Tuesday, 14 September 2021 | Pioneer

Not so neat

The NEET exam in its current form continues to divide the Centre and several States

Tamil Nadu wants to get rid of the National Eligibility cum Entrance Test (NEET) for admission to undergraduate medical courses for favouring rich and privileged students. The DMK Government also moved a Bill in the Assembly on Monday to “eliminate” NEET. The reason is a political storm in the State over the death by suicide of a farm labourer’s son hours before he was to take Sunday’s NEET exam because he had failed twice in the past and was afraid of failing for a third time. It is déjà vu of a similar suicide in the same State in 2017 that shook the nation, though nothing was done to address the malaise. A Scheduled Caste girl, also the child of a labourer, ended her life because she scored only 86 out of 720 marks in the CBSE-based NEET even though she passed her State board examination with 1176 marks out of 1200. Given the cut-offs that year, she would have secured admission on the basis of her Class XII marks. She even had impleaded herself as a respondent in a Supreme Court case challenging NEET, but in vain. No admission test is worth the trauma of losing young students. The test should be subjected to a review because there is a discrepancy. The issues are not complex to understand. In Tamil Nadu, like in all States, the syllabi of the State board and the CBSE are not aligned. So, the NEET syllabus, based on CBSE, appears tough for the State board students.

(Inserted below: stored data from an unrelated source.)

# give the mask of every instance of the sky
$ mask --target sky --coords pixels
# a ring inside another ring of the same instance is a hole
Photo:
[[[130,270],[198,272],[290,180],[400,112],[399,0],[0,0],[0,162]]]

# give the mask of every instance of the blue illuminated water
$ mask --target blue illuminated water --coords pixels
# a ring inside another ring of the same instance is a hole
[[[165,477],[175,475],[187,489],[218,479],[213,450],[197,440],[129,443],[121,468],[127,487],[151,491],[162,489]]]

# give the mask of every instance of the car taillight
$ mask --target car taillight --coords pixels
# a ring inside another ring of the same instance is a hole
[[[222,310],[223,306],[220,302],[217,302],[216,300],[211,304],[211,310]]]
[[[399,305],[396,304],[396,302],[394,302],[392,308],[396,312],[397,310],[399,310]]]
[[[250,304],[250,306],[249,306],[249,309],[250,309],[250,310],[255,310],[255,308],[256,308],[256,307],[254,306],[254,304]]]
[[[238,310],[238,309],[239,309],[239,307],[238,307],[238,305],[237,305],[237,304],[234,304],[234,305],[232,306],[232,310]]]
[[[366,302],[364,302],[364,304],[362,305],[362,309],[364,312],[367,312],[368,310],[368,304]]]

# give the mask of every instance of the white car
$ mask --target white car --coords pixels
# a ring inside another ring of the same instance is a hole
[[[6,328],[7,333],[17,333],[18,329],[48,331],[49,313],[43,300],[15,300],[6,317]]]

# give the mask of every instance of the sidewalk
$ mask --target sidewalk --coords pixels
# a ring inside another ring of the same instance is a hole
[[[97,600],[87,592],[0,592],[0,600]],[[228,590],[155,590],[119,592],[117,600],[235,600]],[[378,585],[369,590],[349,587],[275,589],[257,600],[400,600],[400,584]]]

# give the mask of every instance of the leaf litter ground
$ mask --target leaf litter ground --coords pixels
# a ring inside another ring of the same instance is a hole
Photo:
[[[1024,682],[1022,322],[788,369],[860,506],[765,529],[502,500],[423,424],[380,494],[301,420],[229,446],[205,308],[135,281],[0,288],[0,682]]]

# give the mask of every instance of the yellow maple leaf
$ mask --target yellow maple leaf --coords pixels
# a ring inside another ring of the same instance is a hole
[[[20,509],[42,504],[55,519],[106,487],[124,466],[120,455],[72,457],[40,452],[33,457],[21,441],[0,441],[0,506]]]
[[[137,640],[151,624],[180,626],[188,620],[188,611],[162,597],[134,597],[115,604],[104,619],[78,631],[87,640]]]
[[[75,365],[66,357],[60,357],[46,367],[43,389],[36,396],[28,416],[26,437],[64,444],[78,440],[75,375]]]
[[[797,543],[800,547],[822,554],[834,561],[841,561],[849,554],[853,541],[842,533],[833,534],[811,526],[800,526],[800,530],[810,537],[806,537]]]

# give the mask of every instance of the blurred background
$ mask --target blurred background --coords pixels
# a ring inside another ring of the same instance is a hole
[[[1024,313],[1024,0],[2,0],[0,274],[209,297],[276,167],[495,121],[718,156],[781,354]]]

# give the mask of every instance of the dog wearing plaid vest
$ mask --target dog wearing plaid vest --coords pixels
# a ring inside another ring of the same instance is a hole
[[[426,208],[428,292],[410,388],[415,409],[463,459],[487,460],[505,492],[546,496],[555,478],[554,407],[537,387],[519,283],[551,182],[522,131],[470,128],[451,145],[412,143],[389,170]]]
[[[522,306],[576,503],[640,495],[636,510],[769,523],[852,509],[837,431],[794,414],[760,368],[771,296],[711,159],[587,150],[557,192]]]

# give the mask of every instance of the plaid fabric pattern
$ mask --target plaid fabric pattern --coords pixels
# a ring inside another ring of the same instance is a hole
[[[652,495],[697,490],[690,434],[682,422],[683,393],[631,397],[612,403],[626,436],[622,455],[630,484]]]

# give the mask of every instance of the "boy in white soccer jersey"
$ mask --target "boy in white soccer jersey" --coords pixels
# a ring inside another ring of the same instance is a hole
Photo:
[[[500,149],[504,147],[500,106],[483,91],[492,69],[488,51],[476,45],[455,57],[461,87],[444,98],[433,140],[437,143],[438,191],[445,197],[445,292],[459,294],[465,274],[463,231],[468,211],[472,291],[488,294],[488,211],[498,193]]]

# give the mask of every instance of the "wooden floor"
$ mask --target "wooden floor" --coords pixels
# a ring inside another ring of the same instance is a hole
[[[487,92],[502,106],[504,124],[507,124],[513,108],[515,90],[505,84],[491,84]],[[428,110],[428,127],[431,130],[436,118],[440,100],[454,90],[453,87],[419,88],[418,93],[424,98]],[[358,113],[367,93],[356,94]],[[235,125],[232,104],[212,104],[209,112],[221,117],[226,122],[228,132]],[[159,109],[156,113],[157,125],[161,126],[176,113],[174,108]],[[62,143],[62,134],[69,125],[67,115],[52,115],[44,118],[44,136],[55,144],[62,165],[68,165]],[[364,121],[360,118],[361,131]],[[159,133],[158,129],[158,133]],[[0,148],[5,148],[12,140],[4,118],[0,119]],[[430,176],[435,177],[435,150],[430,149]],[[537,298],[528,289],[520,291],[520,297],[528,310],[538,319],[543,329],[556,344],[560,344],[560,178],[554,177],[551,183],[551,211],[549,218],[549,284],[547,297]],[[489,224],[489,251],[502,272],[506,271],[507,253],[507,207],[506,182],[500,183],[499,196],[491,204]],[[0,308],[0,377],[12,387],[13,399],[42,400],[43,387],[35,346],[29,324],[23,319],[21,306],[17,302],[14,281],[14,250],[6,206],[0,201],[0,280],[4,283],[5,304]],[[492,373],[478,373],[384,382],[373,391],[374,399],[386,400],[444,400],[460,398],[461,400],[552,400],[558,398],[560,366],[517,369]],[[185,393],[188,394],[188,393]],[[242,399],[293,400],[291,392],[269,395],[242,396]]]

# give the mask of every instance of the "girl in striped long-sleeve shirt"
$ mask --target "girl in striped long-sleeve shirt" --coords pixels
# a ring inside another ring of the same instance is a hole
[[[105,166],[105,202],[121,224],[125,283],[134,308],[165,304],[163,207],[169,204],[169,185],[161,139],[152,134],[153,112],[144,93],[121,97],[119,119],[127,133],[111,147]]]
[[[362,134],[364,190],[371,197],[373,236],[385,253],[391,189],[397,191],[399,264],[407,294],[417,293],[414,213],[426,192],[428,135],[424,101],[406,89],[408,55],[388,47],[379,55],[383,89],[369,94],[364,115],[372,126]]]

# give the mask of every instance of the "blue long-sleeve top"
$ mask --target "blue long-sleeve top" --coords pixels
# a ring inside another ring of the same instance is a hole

Incidentally, the JEE Mains, for engineering seats, is also CBSE-based and yet controversy dogs only NEET. Majority of the students belong to the non-CBSE stream. Poor students who cannot afford private tuitions suffer the most. The Tamil Nadu parties insist that the admissions be left to the States. The Centre insists on a centralised procedure. The judiciary supports NEET. With neither the Centre nor the States attempting to find a middle path, the issue is turning political. What was a matter related to syllabus has already transformed into one between haves and have-nots. Some politicians are raising the insider-outsider binary, arguing that NEET may end up hurting local students while benefiting CBSE students who may be from outside Tamil Nadu. These are polarising arguments best nipped in the bud by taking a re-look at the syllabus. The revised NEET examination should not discriminate against students of any background, strike a balance between the CBSE and State boards syllabi and give weightage to Class XII marks. Given that medical education is a concurrent subject, the Centre and the States, as well as the Medical Council of India, should jointly finalise the syllabus. The second step is for students of State boards to get time to adjust themselves to the revised syllabus. There is no need to reject NEET. The point of a national education policy is lost in the absence of a nationally centralised admission system.